Meeting with Trâm Vo, Data Wrangler

Published on 14/04/2021

Data & AI Stories, meet the expert: what is a Data Wrangler?

 
Trâm Vo
 

Data and artificial intelligence (AI) are the cornerstones of our digital transformation strategy and support our three strategic priorities: client centricity, operational efficiency and responsibility. Today, with a portfolio of more than 250 Data and AI use cases in production, we are confirming our ability to transform ourselves.

The challenge for Societe Generale is now to accelerate this transformation, in particular by relying on multi-disciplinary teams of experts, capable of rapidly building effective and value-creating Data & AI solutions.

These are the experts we have chosen to introduce to you in order to understand their jobs, discover their career paths and how they are participating in the digital transformation underway within our Group.
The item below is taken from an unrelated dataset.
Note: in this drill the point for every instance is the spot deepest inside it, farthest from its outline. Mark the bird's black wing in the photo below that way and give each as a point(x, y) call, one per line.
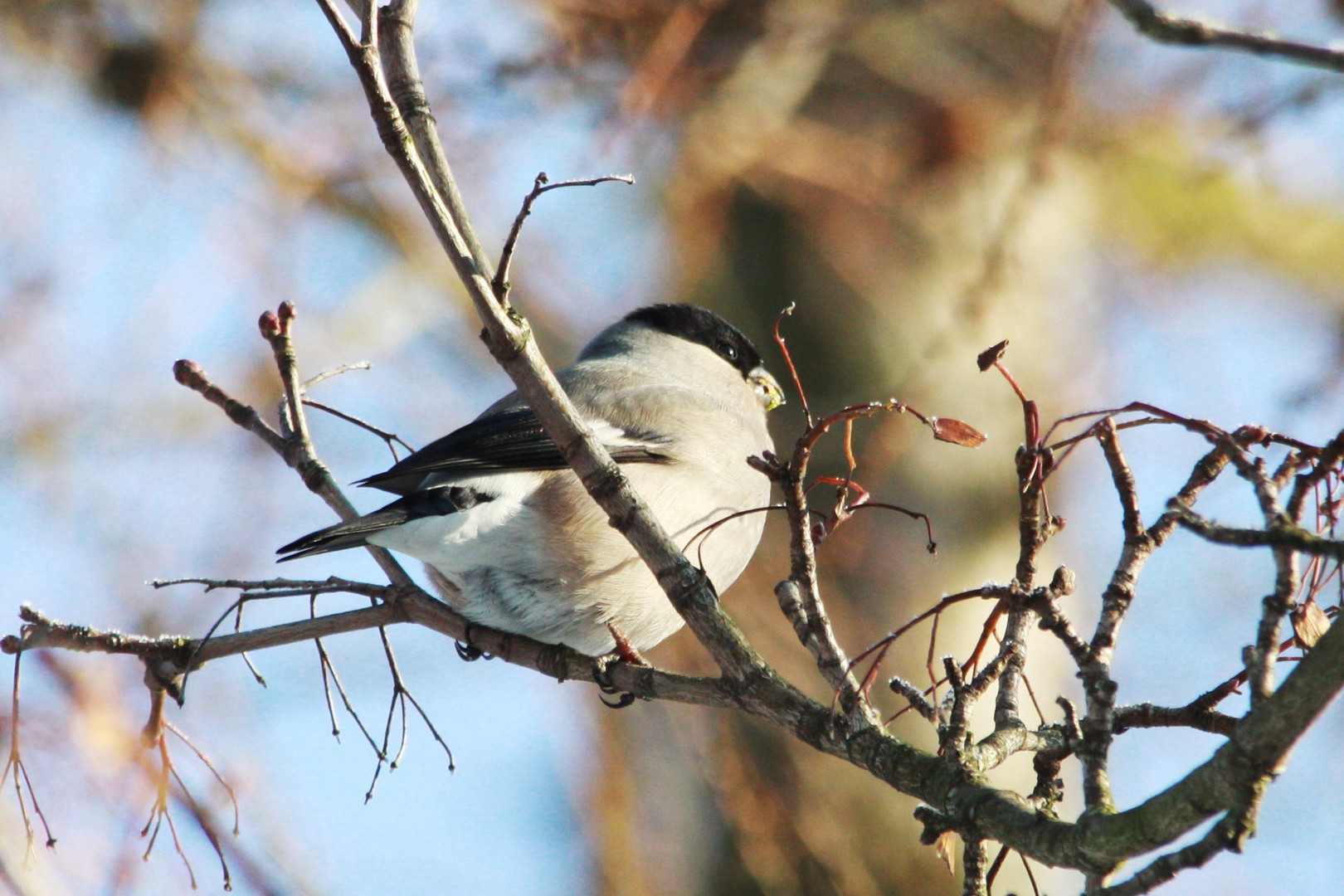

Following Marion Cabrol, Data Scientist at the Investment Banking Digital Office, we met with Trâm Vo, Data Wrangler on the Model and Data Science team of the Risk Department.

Trâm, how would you explain your job “for dummies”?

The Wrangler is a cowboy, the one in charge of gathering his herd. The Data Wrangler is therefore the expert who gathers heterogeneous data to transform it and arrange it in standardised databases for specific business uses: reporting with large volumes of heterogeneous data, data mapping to meet business needs, reference data sets for modelling and research on big data.

How did you become a Data Wrangler?

Before becoming a Data Wrangler, I was a credit analyst in the back office of a retail bank in France and then internationally. I was in direct contact with clients, a position I held for 10 years, which enabled me to acquire banking knowledge that went far beyond granting credit.

Because I was handling a lot of data, I realised that the means at our disposal needed to be improved to make our decision-making in granting credit more fluid. This observation made me want to understand the data cycle from its source, its supply, but also to contribute to its better use.

In 2016, I joined the cross-functional risk management team in the Risk Department as a “Data Preparer”. There, I perfected my knowledge of banking and data manipulation in a data-oriented team, mainly to the benefit of financial communication: we were already doing data wrangling without even knowing it!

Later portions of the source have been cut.